Friday, December 4, 2015

Mama Knows Best?

By Art Taylor

I'm not sure I'm the best fit for this week's question: "Many characters wander in and out of our stories. Do you have any favorites?" As a short story writer—and more importantly, as one who hasn't generally followed a series with my stories—I don't typically have any characters wandering in and out of my stories, much less a favorite. One and done, that's usually been my approach

The departure from that pattern, of course, has been with the stories in my first book, On the Road with Del & Louise, which was released back in September. The first story—"Rearview Mirror," published by Ellery Queen's Mystery Magazine back in 2010—was never intended as the start of anything, and when I did ultimately begin to wonder what happened next to those characters Del and Louise, they'd moved on to a new stop on the road and in the process new supporting characters as well. That pattern played through all six of the stories: new stop, new challenges, new characters. 

All except one. 

Louise's Mama never appeared physically in the first story; she was simply a voice on the phone—serving as Louise's sole connection to her past and to home. And as Del and Louise moved to those next stops—Victorville, California, and Napa Valley, and Las Vegas, and Williston, North Dakota—Mama remained simply a voice on the phone, increasingly one that Louise considered avoiding. Mama, after all, could be a nuisance and a nag and a problem. 

And maybe all that needling is what made her such a vivid character—a favorite of readers, as it turned out, and honestly a favorite of my own. 

For your consideration, then, is the first appearance of Mama in "Rearview Mirror." And is it worth mentioning here that the full book makes an excellent present for the holidays ahead? (Psst: Click here for shopping options or see below!)

From the story "Rearview Mirror" 

In On the Road with Del and Louise: A Novel in Stories

That was how we spent most of our nights together, watching movies. I’d quit the 7-Eleven job at that point. It was dangerous, Del said—ironically, he said—and I’d got a job at one of the gift stores in town, keeping me home nights. Home meaning Del’s mobile home, because it wasn't long before I'd moved in with him.

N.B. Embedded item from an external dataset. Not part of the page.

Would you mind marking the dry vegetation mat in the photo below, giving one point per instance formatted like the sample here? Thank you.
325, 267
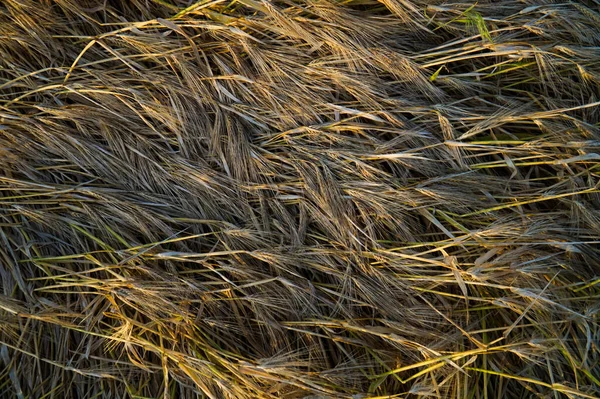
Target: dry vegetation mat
299, 199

We’d make dinner—something out of a box because I’m not much of a cook, I’ll admit—and I’d watch Court TV, which I love, while he did some of his homework for the business classes he was taking over at the college or read through the day’s newspaper, scouring the world for opportunities, he said, balancing work and school and me. Later we’d watch a movie, usually something with a crime element like Bank Job or Mission: Impossible or some old movie like The Sting or Butch Cassidy and the Sundance Kid or all those Godfather movies like every man I’ve ever been with. I suggested Bonnie & Clyde, for obvious reasons, but he said it would be disadvantageous for us to see it and so we never did.

“Is that all you do, sit around and watch movies?” Mama asked on the phone, more than once.

“We go out some,” I told her.

Out out?” she asked, and I didn’t know quite what she meant and I told her that. 

“He surprises me sometimes,” I said. “Taking me out for dinner.” 

(Which was true. “Let’s go out for a surprise dinner,” he’d say sometimes, even though the surprise was always the same, that we were just going to Our Place. But that was still good because it real- ly was our place—both literally and figuratively—and there’s romance in that.)

“He loves me,” I’d tell Mama. “He holds me close at night and tells me how much he loves me, how much he can’t live without me.” 

Mama grunted. She was in North Carolina. Two hours’ time difference and almost a full country away, but still you could feel her disappointment like she was standing right there in the same room. 

“That’s how it starts,” Mama would tell me, “I can’t live with- out you,” mimicking the voice. “Then pretty soon ‘I can’t live with- out you’ starts to turn stifling and sour and...”

Her voice trailed off. And violent, I knew she’d wanted to say.

And I knew where she was coming from, knew how her last boyfriend had treated her. I’d seen it myself, one of the reasons I finally just moved away, anywhere but there. 

“I thought you were going to start a new life,” she said, a different kind of disappointment in her voice then. “You could watch the tube and drink beer anywhere. You could date a loser here if that’s all you’re doing.”

I twirled the phone cord in my hand, wanting just to be done with the conversation, but not daring to hang up. Not yet.

“Frugal,” Mama said, making me regret again some of the things I’d told her about him. “Frugal’s just a big word for cheap.”